Pues bien, con semejante friki-historial del protagonista, y muy a su pesar,  aunque el título incite a pensarlo, El Señor de la Guerra no es otra película de superhéroes. Nicolas Cage interpreta con perfecta mesura a Yuri Orlov, un traficante de armas a gran escala, aunque, con el brutal cinismo que denota todo el film, él prefiere denominarse como alguien que satisface una de las necesidades básicas del ser humano. El personaje, un ucraniano afincado en los Estados Unidos, se sirve de sus contactos y de la corruptela reinante en todos los gobiernos para entrar en el self-service armamentístico dejado por el fin de la Guerra Fría en los antiguos estados soviéticos, también denominado por muchos el mayor robo del siglo XX, y revender cualquier tipo de arma por todo el planeta sin importar a quién y con que finalidad. “Si no lo hago yo, alguien se enriquecerá en mi lugar”, piensa con escasez de escrúpulos y pragmatismo alimentado de rabiosa actualidad este chico listo, evitando por todos los medios la guerra consigo mismo, pero avocado desde el principio al desastre existencial.

El realizador evita el exceso de dramatización sin por ello perder eficacia y seriedad –más bien todo lo contrario- y nos plantea una visión realista sin remilgos de la barbarie consentida por todos, especialmente en las “guerras de segunda” de África, en lugares caóticos y bajo constante e inútil S.O.S internacional como Liberia (que irónicamente quiere decir “tierra de la libertad”) o Sierra Leona. A nivel técnico tenemos que destacar una estética moderna muy interesante y unos monólogos en off del personaje de Cage, que son utilizados para narrar la historia y no tienen desperdicio; hay multitud de frases lapidarias con las que quedarse del “calibre” de “las balas cambian más a los gobiernos que los votos”, “no caben ideologías en el traficante de armas” o “los estanqueros y los vendedores de coches causan más muertes que yo”.

Apoyando la consistencia de este magnífico film nos encontramos también una brillante banda sonora, tan cínica como la historia, así como las buenas interpretaciones del resto del plantel, de las que destacamos los pequeños pero muy interesantes trabajos de Ian Holm, que corrobora que es un gran actor con el porte que le otorga a Simeón Weisz, el traficante rival de Orlov, y a Ethan Hawke encarnando a Jack Valentine, el implacable agente de la INTERPOL que no se vende porque lo que busca es la gloria.
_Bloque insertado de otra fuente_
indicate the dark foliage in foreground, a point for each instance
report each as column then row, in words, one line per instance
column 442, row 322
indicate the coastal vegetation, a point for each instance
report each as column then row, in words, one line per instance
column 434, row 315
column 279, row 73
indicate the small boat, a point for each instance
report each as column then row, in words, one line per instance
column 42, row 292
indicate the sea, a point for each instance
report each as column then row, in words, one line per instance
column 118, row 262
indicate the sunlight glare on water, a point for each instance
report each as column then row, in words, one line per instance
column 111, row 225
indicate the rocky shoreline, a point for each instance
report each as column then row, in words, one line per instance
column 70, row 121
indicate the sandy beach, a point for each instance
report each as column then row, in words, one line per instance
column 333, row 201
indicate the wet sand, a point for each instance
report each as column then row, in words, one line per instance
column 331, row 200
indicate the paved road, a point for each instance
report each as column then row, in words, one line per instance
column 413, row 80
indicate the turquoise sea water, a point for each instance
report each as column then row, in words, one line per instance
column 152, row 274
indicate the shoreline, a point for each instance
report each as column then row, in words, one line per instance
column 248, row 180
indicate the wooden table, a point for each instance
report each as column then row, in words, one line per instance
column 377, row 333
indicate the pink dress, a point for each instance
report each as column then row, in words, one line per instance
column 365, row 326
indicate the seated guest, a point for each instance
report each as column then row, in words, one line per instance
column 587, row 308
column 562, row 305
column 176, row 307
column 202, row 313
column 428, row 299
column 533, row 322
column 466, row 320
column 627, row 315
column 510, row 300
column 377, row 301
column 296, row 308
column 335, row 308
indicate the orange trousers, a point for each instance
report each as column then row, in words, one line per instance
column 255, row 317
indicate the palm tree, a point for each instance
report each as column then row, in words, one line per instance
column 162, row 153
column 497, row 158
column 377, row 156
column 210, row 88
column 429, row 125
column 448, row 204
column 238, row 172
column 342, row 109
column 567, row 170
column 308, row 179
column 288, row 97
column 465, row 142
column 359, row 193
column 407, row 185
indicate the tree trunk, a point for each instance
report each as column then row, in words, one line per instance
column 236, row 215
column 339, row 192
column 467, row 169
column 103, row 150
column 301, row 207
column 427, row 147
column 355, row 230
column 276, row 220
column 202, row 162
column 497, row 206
Si podemos ponerle algún pero a esta obra es que el ritmo narrativo se va ralentizando paulatinamente hasta rozar lo excesivo, y que la relación del protagonista con su mujer está algo pillada por los pelos. Con todo,  disfruten esta agradable sorpresa que nos llega a las pantallas de cine, porque es probablemente lo mejor que va a pasar por la cartelera hasta septiembre. Ojalá me equivoque...

Dirección y guión: Andrew Niccol. Duración: 122 min. Intérpretes: Nicolas Cage (Yuri Orlov), Ethan Hawke (Jack Valentine), Jared Leto (Vitaly Orlov), Bridget Moynahan (Ava Fontaine), Ian Holm (S¡meon Weisz), Eamonn Walker (Andre Baptiste). Música: Antonio Pinto. Fotografía: Amir Mokri.